One of the problems with a restraining order which prevents a defendant from going to a specific, named address, is that if the complainant stays at another address for a short period, they may not be protected. Even worse, if the complainant moves address permanently, they may need to apply to amend the order in order to include the new address, which may then inform their abuser of the new address in circumstances where they would not otherwise have known of its existence.
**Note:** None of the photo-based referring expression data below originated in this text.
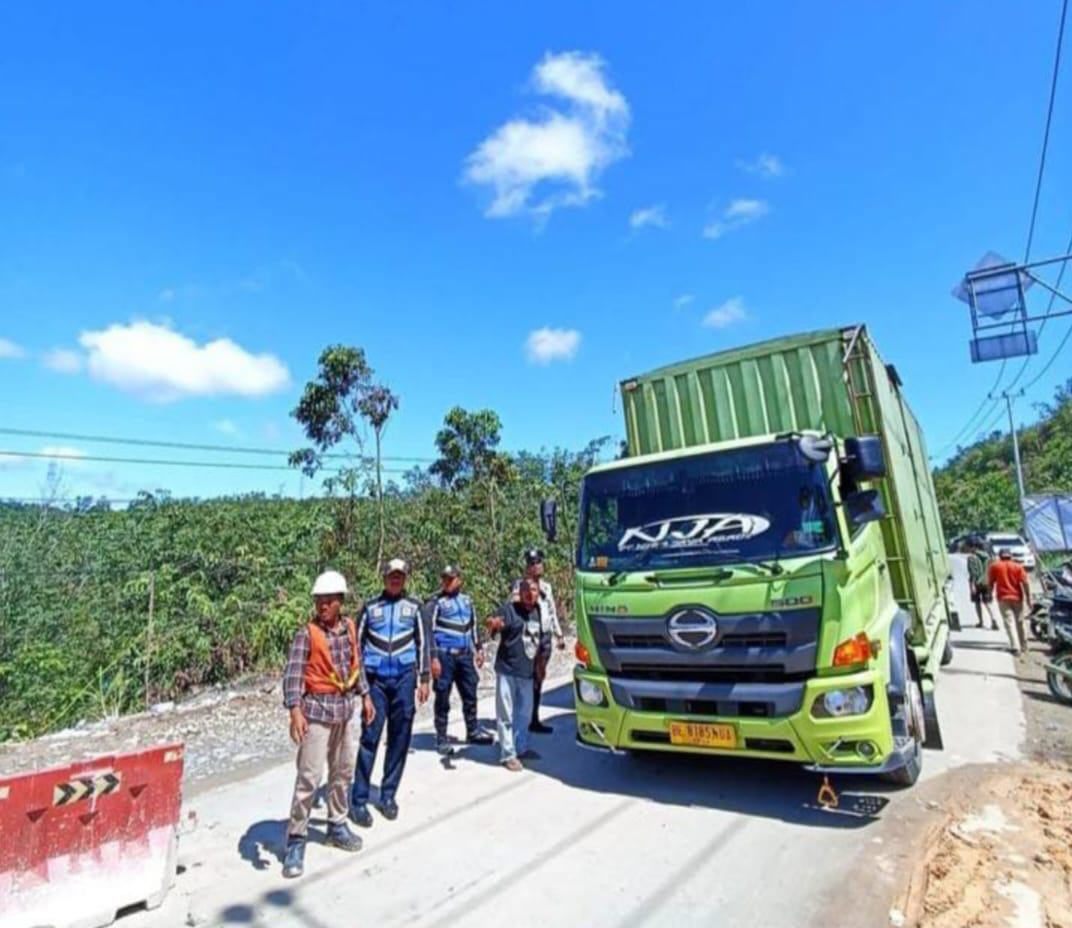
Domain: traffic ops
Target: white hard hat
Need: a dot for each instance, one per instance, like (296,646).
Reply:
(397,565)
(330,583)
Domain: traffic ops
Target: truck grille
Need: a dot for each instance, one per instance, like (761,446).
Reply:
(773,639)
(755,668)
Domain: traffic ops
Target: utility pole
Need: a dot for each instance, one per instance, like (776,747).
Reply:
(1015,446)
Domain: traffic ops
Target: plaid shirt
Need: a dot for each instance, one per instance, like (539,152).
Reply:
(328,708)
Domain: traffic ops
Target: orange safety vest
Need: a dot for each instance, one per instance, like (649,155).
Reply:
(322,676)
This term prevents people from going to any address, without needing to define it, albeit whilst protecting the defendant against accidental visits by the requirement to prove knowledge or belief on the part of the prosecution.

It is also important to note that the decision whether or not to impose a restraining order, is that of the court, not of the complainant. The Court of Appeal was clear in R v Khellaf ([2016] EWCA Crim 1297; [2017] Cr App R (S) 1 (1); Blackstone’s E21.32) that although the court should take into account the views of the complainant, those views are not determinative. Despite that, my experience, is that a lack of imagination in terms of the drafting possibilities, usually leads to a situation where opposition to the complainant’s views results in no order being made in circumstances where one could and should be.

It seems to be that the criminal courts should be more willing to impose restrictive orders, as opposed to absolute bars on contact, in those cases where future domestic abuse is feared. Such orders offer a greater degree of protection than the criminal law alone and can be carefully drafted with the particular claimant in mind. In that manner, these orders may also give the police more ammunition to pursue future abuse prosecutions, even where the complainant later retracts their support.

But the advantages of properly drafted restraining orders are not just for the benefit of the complainant. Defence advocates should be particularly wary of blanket ‘no contact’ provisions in respect of defendants who may (unsurprisingly) wish to continue to see their children. Orders which only allow contact ‘via social services’ are, in my experience, utterly pointless. I’m yet to see a case where social services have facilitated child contact without being ordered to do so by the Family Court. Similarly, orders which only allow contact ‘via solicitors’ are very expensive for clients who have to pay for those services privately.

Instead, the parties should consider whether there is an acceptable named third party who could facilitate contact, such as a grandparent, as often happens in family proceedings. Orders can also be drafted which allow contact but restrict its content to only the topic of arranging such contact, extraneous discussion being a breach.

Finally, orders should be careful not to remove any discretion on the part of the Family Court. The Family Court is far more experienced at enabling contact using its own orders and should not be fettered without good reason. That means that orders must be drafted using simple terms which allow such contact ‘as ordered by the Family Court.’ That has the advantage of maintaining any other restrictions which are put in place, whilst allowing the Family Court to proscribe its own terms, without constraint.

Included with this article is a link to a proforma template for a restraining order, based on the template used by the Family Court and drafted by Mr Justice Mostyn, it has been adapted to be used as a template for criminal restraining orders, but the terms are essentially unchanged. Few cases will need to use all of the paragraphs, but they are all terms which are in use by the Family Court, and capable of fair enforcement within the criminal courts. Practitioners should be aware of them as part of a toolbox to enable the drafting of more targeted, practical restraining orders. Prosecutors in particular, should be referring police officers to these terms so that they can discuss them with complainants, and provide targeted feedback to the criminal courts, in accordance with Khellaf.